À quelques pas de la station de métro Marx Dormoy, dans le nord de Paris, au cœur du quartier multiculturel qu’est le 18ème arrondissement, il existe un endroit où l’on peut déguster le meilleur de la cuisine du monde. De la Côte d’Ivoire à la Chine, en passant par le Pérou et Tahiti. Les chefs ne sortent pas de grandes écoles. Ni de restaurants étoilés. Leurs créations ne sont pas au menu des restaurants chics, et ne coûtent pas des centaines d’euros. Tous cuisinent les plats qu’ils connaissent le mieux et en lien avec leurs origines. Autre trait commun : après leur arrivée en France, beaucoup ont rencontré des difficultés pour accéder au marché du travail. La « HALDE » (aujourd'hui appelée Défenseur des droits, ndlr) révélait en 2010 qu’en France, le premier motif de discrimination dans le travail est justement l’origine ethnique.
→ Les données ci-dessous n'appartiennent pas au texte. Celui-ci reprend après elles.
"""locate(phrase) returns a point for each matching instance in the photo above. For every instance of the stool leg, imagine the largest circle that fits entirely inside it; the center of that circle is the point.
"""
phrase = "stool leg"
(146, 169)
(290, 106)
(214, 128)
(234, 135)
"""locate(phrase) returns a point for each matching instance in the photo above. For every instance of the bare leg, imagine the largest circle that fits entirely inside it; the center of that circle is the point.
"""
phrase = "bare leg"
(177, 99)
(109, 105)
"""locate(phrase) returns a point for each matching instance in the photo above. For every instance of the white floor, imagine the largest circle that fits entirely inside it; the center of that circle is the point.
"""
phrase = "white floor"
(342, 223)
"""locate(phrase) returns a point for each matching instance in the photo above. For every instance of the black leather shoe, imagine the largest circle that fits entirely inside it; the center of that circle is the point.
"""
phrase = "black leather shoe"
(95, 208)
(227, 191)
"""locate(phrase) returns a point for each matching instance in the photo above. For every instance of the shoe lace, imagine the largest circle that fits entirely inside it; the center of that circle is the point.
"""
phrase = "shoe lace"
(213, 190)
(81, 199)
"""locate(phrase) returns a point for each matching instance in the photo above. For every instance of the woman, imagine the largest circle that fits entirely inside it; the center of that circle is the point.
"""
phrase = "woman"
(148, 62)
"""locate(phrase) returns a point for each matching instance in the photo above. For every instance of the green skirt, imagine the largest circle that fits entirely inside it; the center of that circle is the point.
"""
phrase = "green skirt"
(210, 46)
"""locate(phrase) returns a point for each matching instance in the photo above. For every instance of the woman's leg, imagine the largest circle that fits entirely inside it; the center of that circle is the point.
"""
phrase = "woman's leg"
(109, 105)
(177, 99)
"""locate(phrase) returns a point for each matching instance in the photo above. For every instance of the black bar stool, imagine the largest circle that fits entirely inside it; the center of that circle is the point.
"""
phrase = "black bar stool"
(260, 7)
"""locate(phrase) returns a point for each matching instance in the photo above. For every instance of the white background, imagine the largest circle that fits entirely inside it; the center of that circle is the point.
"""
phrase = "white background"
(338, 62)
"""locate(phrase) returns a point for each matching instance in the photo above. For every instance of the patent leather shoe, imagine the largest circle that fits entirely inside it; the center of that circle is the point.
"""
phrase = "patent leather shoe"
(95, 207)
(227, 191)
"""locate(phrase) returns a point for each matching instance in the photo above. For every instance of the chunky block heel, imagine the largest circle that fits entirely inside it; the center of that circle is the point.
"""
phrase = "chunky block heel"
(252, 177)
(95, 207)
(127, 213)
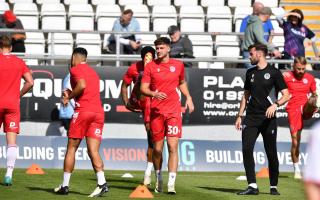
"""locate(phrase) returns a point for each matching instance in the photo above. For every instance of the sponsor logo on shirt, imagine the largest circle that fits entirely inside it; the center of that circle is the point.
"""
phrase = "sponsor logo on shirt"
(305, 81)
(301, 33)
(266, 76)
(172, 69)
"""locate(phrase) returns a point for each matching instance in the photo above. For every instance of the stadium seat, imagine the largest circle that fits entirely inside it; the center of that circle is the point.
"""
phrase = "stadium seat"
(278, 41)
(239, 14)
(40, 2)
(219, 19)
(185, 2)
(20, 1)
(69, 2)
(276, 26)
(227, 46)
(237, 3)
(28, 14)
(105, 2)
(163, 17)
(217, 3)
(53, 16)
(60, 43)
(269, 3)
(35, 43)
(91, 42)
(141, 13)
(191, 19)
(277, 11)
(159, 2)
(148, 39)
(202, 47)
(127, 2)
(106, 15)
(81, 17)
(3, 7)
(30, 62)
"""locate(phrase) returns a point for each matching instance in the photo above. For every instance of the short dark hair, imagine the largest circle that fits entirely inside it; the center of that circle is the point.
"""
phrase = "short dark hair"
(259, 47)
(162, 40)
(5, 41)
(80, 50)
(146, 50)
(128, 11)
(299, 19)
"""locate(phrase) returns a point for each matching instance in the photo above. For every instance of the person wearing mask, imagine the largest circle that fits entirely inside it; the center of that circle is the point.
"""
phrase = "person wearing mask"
(180, 46)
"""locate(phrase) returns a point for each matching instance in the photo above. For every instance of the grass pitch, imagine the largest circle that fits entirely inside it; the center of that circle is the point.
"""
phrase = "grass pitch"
(189, 185)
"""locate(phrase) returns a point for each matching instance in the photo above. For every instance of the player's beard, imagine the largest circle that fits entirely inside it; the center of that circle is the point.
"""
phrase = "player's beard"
(147, 58)
(254, 61)
(299, 75)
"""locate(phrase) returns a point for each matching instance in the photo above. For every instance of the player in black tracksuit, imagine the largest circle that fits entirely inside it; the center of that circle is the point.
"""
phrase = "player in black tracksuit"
(262, 85)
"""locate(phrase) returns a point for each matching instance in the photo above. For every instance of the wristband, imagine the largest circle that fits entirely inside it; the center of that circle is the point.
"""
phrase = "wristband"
(238, 115)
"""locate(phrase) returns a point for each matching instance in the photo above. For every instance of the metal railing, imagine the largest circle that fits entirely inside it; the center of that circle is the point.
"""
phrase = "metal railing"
(117, 57)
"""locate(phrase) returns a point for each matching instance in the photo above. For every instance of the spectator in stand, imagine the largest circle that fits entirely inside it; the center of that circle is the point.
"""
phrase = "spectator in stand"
(255, 34)
(9, 20)
(267, 25)
(180, 46)
(295, 32)
(129, 43)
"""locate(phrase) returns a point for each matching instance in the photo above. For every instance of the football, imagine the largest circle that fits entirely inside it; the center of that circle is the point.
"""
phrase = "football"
(310, 108)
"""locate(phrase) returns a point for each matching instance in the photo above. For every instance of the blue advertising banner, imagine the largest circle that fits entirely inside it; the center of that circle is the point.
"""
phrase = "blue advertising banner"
(130, 154)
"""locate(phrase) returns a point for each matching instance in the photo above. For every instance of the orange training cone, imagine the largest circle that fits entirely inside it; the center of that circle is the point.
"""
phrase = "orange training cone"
(263, 173)
(34, 169)
(141, 192)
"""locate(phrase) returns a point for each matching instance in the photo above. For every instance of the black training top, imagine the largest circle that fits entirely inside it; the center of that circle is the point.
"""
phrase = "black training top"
(264, 85)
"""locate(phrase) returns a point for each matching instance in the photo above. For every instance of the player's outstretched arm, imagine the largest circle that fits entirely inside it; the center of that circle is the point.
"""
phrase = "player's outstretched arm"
(185, 91)
(243, 105)
(28, 84)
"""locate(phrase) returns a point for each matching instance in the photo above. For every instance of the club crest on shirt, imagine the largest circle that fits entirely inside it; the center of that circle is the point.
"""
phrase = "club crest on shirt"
(172, 69)
(305, 81)
(252, 78)
(266, 76)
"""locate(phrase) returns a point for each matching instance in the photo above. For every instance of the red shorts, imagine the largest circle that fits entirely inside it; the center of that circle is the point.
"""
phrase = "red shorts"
(86, 124)
(169, 125)
(145, 105)
(10, 119)
(295, 119)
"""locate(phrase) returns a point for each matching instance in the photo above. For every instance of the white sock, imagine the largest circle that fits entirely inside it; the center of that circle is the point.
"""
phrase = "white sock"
(100, 177)
(66, 179)
(296, 167)
(12, 152)
(254, 185)
(149, 169)
(172, 178)
(158, 175)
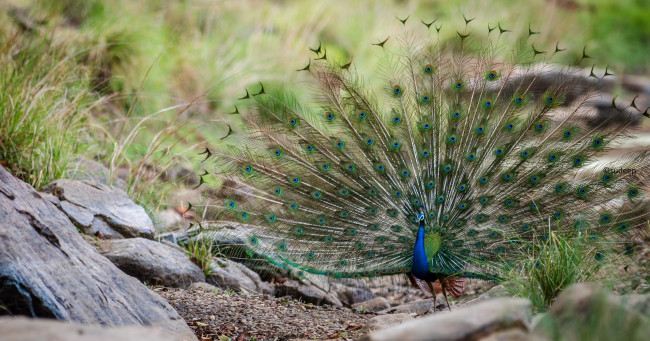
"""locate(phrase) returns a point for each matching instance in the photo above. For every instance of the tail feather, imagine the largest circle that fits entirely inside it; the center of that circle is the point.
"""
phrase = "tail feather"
(490, 139)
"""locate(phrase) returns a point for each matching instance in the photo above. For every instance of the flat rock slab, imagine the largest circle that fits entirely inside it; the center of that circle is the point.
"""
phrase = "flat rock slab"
(96, 207)
(374, 304)
(22, 329)
(227, 274)
(152, 262)
(387, 321)
(48, 270)
(308, 293)
(468, 323)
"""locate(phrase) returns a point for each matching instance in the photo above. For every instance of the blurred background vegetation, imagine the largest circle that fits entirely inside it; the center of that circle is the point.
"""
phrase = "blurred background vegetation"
(142, 86)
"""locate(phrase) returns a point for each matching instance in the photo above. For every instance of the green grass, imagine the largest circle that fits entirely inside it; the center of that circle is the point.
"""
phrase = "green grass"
(552, 265)
(602, 316)
(44, 102)
(149, 59)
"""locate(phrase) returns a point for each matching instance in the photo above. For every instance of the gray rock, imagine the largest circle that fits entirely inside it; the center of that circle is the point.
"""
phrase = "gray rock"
(375, 304)
(93, 171)
(22, 329)
(589, 312)
(350, 293)
(152, 262)
(418, 307)
(308, 293)
(513, 335)
(179, 237)
(468, 323)
(85, 202)
(168, 219)
(388, 320)
(48, 270)
(203, 286)
(227, 274)
(494, 292)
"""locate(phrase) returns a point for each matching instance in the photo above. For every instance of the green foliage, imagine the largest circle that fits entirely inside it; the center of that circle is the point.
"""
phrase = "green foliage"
(601, 317)
(44, 102)
(552, 265)
(202, 252)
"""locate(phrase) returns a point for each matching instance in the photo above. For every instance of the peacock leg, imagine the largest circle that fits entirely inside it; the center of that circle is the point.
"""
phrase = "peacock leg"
(443, 284)
(433, 294)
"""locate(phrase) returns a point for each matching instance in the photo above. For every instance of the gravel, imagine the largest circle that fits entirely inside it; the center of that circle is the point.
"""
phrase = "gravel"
(226, 315)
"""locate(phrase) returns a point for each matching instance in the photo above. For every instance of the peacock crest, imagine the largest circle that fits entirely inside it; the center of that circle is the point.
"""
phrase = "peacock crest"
(474, 148)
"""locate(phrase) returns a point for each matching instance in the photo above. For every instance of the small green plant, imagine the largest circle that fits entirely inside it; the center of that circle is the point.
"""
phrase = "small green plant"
(602, 316)
(553, 264)
(202, 252)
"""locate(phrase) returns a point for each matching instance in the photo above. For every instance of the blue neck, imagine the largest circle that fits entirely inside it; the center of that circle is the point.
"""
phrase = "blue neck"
(420, 261)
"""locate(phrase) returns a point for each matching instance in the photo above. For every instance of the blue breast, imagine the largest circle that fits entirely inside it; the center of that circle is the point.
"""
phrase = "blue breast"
(420, 261)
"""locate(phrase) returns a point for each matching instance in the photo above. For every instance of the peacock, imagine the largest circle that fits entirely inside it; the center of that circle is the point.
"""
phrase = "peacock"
(474, 148)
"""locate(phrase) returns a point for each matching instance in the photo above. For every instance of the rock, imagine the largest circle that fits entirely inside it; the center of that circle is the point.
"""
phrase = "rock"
(227, 274)
(388, 320)
(308, 293)
(468, 323)
(418, 307)
(203, 286)
(22, 328)
(494, 292)
(152, 262)
(95, 172)
(86, 203)
(513, 335)
(374, 305)
(184, 174)
(349, 293)
(179, 237)
(48, 270)
(589, 312)
(168, 219)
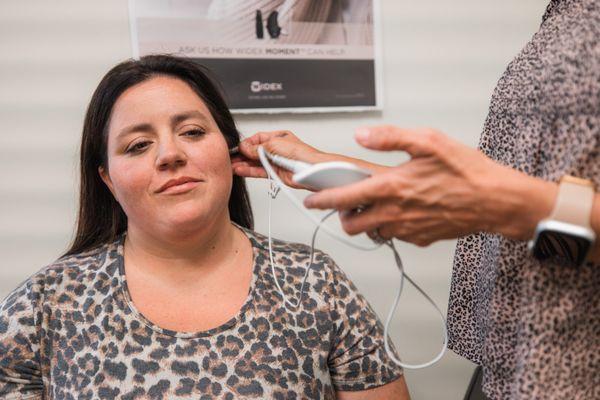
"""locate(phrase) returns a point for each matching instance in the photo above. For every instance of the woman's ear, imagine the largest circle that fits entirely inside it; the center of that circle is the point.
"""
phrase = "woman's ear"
(105, 176)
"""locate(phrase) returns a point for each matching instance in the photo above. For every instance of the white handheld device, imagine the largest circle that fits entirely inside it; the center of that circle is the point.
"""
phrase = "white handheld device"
(321, 175)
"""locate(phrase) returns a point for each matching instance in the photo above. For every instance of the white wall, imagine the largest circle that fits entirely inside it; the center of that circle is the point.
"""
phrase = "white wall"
(441, 62)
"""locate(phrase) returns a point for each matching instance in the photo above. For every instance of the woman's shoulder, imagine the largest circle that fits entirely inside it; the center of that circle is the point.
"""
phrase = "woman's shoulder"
(70, 273)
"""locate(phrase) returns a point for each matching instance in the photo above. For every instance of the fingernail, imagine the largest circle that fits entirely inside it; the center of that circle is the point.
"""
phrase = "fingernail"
(362, 134)
(308, 201)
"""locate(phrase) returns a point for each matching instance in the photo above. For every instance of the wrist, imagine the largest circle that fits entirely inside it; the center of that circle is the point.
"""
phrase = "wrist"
(518, 202)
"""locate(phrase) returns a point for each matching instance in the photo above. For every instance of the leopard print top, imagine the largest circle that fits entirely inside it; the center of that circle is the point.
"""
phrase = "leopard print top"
(535, 327)
(71, 331)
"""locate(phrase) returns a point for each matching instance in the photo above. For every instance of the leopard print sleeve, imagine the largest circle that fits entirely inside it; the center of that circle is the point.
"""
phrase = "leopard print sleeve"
(20, 372)
(357, 360)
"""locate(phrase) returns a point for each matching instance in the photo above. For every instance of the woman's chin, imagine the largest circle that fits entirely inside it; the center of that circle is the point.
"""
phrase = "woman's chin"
(188, 222)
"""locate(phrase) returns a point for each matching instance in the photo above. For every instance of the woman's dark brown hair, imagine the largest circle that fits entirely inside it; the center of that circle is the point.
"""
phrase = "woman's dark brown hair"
(101, 219)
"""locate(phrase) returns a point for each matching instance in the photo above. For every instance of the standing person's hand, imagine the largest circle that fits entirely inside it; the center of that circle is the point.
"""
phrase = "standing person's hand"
(446, 190)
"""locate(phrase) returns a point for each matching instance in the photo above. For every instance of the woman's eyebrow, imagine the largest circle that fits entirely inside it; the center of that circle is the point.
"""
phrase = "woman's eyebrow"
(143, 127)
(178, 118)
(175, 119)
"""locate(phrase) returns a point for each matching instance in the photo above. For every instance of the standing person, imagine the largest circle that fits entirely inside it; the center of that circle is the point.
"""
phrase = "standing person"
(530, 319)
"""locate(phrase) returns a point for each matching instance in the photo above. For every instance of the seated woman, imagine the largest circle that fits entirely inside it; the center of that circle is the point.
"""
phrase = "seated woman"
(166, 292)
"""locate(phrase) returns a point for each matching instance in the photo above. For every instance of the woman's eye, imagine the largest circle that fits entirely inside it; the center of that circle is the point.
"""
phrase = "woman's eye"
(193, 133)
(138, 147)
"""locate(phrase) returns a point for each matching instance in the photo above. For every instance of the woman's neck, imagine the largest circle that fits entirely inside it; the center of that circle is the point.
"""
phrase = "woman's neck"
(185, 257)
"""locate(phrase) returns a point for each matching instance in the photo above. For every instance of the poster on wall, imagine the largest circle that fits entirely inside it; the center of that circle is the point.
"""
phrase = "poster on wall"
(272, 55)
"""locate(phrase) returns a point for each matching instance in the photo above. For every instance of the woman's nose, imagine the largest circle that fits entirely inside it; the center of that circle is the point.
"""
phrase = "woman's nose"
(170, 155)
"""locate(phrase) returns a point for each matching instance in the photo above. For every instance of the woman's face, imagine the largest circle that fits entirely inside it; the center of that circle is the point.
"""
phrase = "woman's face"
(168, 162)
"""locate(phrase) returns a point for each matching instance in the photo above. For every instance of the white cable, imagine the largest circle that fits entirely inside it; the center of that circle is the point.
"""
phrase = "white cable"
(273, 175)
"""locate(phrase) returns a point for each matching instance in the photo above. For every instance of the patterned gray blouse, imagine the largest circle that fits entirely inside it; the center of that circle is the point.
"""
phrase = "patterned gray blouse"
(535, 327)
(71, 331)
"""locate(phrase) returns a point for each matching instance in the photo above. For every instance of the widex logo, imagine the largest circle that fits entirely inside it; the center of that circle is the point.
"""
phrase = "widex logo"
(257, 86)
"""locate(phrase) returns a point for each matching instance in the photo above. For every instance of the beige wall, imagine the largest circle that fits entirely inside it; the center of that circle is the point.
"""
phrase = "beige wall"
(441, 61)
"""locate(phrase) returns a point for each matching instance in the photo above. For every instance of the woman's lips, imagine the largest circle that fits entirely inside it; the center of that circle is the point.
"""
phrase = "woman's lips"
(180, 185)
(181, 188)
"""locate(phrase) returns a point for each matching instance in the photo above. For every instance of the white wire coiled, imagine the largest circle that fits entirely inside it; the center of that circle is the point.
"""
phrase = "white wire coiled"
(319, 225)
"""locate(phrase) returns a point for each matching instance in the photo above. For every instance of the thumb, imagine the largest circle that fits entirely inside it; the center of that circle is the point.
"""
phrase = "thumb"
(416, 142)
À l’origine de ce projet, deux jeunes avec une vision entrepreneuriale solidaire. Kévin Berkane (26 ans) et Florence Pellegrini (27), anciens étudiants d’HEC Paris, sont les créateurs de Kialatok, une entreprise sociale qui propose des ateliers de cuisine pour les sociétés, mais aussi pour les particuliers, dispensés par des personnes à l’expérience et à la culture très différentes. « Florence et moi pensions qu’il serait très intéressant de créer un projet ensemble. Il semblait évident que si nous montions une entreprise, celle-ci devrait être utile à la société. Conscients qu’à Paris, une grande partie de la population est d’origine immigrée (1 personne sur 5), nous avons décidé que la cuisine serait notre moyen de lutter contre les stéréotypes et les idées préconçues », raconte Kévin. Leur recette est simple : employer des personnes sans haute qualification rencontrant des difficultés à se faire une place dans le monde du travail, et dont les talents derrière les fourneaux sont appréciés. 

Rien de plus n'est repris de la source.